Last week, DePaul University in Chicago, Ill. announced that it will no longer require its applicants to submit results from tests such as the SAT or ACT, making it the largest private nonprofit university to set such a policy. DePaul and other institutions change their admissions policies for a variety of reasons, among them the desire to select for “heart” over scores and the need to raise their application counts, but Dean of Undergraduate Admissions Jeffrey Brenzel said Yale is not even considering changing its testing requirements.
With its admit rate of 7.9 percent for the class of 2014, Yale is not focused on pulling in more applicants, Brenzel said in a November interview.
“Many admissions deans, though not all, come under significant pressure to raise applicant counts and yield,” Brenzel said. “I am not under that pressure here at Yale, largely because our applicant pool is already so strong and Yale is so well known and regarded. Also, the applicant pool has in fact grown enormously over the past 10 years or so. We are forced to turn away thousands more heavily qualified students than we can admit.”
Although Brenzel said Yale continues to evaluate the role of testing requirements in admissions, he added that the tests are helpful enough to justify their use, and the University has no immediate plans to change its policies.
In making the submission of test scores optional, DePaul joins a diverse list of institutions of higher education including Wake Forest University, Bates College, Bowdoin College and New York University. None of the schools generally referred to as Yale’s “peer institutions” — the other Ivy League schools along with Stanford and MIT — have adopted this policy.
Jon Boeckenstedt, associate vice president for enrollment policy and planning at DePaul, told the Chronicle of Higher Education that the university’s decision is “an attempt to measure … heart.”
Beginning with students entering college in fall 2012, DePaul’s applicants who choose not to submit SAT and ACT scores will instead be asked to answer essay questions designed to assess commitment to service, leadership experience and ability to meet long term goals, Boeckenstedt said.
Leonard King, director of college counseling at the Maret School in Washington, D.C., said that for Yale, competitive test scores are a bar that applicants must meet. After they do, admissions officers admit them for other, more diverse qualities, he said.

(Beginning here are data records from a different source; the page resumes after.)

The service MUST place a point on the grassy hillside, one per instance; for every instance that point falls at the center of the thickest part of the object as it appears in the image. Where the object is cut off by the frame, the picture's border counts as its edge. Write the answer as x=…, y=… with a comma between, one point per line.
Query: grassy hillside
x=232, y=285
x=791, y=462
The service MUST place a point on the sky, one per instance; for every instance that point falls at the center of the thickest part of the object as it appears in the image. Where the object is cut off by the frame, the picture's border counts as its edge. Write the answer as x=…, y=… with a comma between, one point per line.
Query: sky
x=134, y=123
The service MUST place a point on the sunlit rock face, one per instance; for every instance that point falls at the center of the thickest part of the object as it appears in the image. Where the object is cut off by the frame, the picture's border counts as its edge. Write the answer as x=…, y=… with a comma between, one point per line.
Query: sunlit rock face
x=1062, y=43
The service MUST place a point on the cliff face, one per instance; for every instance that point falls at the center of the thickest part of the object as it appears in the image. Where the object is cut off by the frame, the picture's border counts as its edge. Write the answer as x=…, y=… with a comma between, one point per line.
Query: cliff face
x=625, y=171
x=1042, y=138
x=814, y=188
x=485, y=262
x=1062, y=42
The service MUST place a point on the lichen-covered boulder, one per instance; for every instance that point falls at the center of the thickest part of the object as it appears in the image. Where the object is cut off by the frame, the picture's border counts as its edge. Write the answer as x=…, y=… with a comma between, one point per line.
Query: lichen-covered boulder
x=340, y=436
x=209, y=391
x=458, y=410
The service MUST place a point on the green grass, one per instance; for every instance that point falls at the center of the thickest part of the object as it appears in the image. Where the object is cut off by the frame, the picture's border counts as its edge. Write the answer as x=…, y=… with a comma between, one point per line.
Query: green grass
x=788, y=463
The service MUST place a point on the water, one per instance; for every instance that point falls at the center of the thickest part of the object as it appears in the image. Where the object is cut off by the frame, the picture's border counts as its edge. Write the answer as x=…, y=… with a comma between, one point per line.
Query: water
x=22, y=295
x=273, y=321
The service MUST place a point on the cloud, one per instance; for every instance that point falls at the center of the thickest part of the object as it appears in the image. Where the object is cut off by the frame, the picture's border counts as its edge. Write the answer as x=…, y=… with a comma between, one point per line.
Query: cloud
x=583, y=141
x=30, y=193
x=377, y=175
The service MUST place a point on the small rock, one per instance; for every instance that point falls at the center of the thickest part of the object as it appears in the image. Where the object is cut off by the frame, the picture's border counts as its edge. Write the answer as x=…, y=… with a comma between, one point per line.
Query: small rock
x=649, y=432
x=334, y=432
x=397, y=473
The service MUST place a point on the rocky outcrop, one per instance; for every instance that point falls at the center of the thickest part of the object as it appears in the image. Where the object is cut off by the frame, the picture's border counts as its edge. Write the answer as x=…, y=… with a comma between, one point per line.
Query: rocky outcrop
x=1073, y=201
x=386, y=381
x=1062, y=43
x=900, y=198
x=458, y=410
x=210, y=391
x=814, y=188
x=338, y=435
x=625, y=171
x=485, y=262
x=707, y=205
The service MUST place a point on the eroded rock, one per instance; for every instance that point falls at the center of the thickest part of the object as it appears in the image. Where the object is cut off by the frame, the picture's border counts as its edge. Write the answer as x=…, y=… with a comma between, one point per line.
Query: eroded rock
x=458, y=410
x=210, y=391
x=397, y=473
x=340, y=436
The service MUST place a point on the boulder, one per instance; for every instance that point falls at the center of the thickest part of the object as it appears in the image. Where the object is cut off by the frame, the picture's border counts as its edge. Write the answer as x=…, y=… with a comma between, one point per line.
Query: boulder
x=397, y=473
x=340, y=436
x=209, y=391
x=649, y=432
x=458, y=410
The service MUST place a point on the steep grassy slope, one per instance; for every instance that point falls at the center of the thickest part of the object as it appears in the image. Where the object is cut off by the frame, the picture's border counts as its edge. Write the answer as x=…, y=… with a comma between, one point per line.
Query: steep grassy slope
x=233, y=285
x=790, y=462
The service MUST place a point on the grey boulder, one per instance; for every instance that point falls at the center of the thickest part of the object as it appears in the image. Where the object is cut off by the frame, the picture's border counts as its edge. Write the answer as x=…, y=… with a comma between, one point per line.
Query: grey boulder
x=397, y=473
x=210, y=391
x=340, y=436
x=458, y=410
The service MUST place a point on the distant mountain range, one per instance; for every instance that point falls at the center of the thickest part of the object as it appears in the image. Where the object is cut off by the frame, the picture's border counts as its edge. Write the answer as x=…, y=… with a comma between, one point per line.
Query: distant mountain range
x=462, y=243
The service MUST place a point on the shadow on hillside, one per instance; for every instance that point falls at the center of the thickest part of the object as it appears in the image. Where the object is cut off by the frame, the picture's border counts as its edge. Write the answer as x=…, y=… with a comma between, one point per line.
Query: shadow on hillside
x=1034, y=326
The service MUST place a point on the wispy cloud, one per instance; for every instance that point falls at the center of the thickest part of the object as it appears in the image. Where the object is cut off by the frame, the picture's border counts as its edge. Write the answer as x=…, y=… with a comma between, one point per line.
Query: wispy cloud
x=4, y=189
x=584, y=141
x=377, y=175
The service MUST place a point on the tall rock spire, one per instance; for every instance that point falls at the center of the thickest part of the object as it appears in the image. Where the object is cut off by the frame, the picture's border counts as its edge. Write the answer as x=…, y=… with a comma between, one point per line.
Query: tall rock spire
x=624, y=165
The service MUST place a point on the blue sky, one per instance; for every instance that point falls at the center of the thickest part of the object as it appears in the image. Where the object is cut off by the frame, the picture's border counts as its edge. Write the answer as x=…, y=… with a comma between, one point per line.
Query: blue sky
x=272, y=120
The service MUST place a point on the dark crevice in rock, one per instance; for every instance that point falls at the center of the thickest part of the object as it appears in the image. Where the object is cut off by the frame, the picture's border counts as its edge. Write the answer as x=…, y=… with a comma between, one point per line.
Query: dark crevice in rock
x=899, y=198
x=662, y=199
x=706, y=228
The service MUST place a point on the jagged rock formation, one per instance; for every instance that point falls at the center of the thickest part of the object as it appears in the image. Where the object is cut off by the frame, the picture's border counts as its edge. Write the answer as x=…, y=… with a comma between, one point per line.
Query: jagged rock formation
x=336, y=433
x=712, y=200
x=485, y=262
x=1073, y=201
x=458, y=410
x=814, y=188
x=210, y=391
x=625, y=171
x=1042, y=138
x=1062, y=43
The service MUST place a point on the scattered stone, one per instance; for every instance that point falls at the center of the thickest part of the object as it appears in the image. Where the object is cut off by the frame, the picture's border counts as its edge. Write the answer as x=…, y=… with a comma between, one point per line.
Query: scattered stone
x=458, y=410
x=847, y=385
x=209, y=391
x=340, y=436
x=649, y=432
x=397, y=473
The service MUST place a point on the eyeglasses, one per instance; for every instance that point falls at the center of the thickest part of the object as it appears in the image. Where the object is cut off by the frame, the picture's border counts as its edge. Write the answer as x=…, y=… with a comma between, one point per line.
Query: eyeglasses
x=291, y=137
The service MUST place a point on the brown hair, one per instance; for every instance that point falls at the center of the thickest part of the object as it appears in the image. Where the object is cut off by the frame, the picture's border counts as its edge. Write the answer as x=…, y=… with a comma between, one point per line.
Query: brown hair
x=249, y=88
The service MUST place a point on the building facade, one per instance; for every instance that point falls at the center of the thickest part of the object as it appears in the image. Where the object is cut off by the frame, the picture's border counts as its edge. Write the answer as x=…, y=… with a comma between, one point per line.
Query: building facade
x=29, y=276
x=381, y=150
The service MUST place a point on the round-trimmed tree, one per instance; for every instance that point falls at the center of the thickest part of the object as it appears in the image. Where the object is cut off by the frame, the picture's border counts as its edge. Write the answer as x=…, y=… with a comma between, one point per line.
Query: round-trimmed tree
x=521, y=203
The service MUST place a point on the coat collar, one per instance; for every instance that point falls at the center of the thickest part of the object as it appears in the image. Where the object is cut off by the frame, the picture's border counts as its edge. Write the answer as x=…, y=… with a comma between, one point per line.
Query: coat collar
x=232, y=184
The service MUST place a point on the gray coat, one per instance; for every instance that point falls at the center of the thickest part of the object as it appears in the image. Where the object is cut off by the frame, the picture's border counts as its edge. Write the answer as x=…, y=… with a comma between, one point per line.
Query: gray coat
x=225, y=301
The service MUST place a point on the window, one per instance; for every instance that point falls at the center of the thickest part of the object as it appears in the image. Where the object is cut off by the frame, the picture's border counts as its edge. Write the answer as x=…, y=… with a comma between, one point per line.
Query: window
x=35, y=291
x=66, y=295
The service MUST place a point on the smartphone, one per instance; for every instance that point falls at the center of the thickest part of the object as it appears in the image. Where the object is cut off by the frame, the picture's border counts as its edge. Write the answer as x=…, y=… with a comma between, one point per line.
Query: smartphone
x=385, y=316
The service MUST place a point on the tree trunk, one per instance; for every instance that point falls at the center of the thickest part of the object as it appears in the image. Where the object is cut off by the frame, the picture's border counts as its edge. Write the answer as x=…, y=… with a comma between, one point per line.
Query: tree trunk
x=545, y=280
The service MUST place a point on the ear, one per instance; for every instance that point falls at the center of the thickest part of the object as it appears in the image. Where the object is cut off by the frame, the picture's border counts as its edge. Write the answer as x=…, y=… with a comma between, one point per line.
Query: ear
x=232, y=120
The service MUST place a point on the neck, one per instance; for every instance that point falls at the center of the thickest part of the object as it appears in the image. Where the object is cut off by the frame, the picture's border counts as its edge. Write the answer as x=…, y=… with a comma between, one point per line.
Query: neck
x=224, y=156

“[At Yale], it’s almost like getting a certain score on standardized tests is jumping through a hoop,” he said. “Once you’ve done that, admission isn’t based on the score.”
He added that there are pros and cons to using test scores as a bases for admission. Since results are biased by race, gender and class and heavily affected by tutoring and expensive test prep programs, they can be unfair measures of aptitude, he said. But the SAT also “levels the playing field” in a situation in which high school standards and grade inflation can cause transcripts to vary widely, he added.
Many have questioned the tests’ ability to accurately predict students’ performance in college. In 2008, the Harvard Crimson reported that Harvard Dean of Admissions and Financial Aid William Fitzsimmons said he did not consider the SAT reasoning test to be the best predictor of college success. After leading a commission of admissions official examining the issue under the guidance of the National Association for College Admission Counseling, Fitzsimmons said he thought the SAT subject tests that measure aptitude in a specific curriculum were more useful indicators than the SAT reasoning test or the ACT.
Fitzsimmons said in 2008 that Harvard might eventually give students the option of submitting more SAT subject tests instead of the SAT reasoning test, but Yale’s rival has taken no steps in this direction in the past three years.
For the Yale class of 2014, the 50th percentile SAT scores were 750, 750 and 760 for the verbal, math and writing sections, respectively.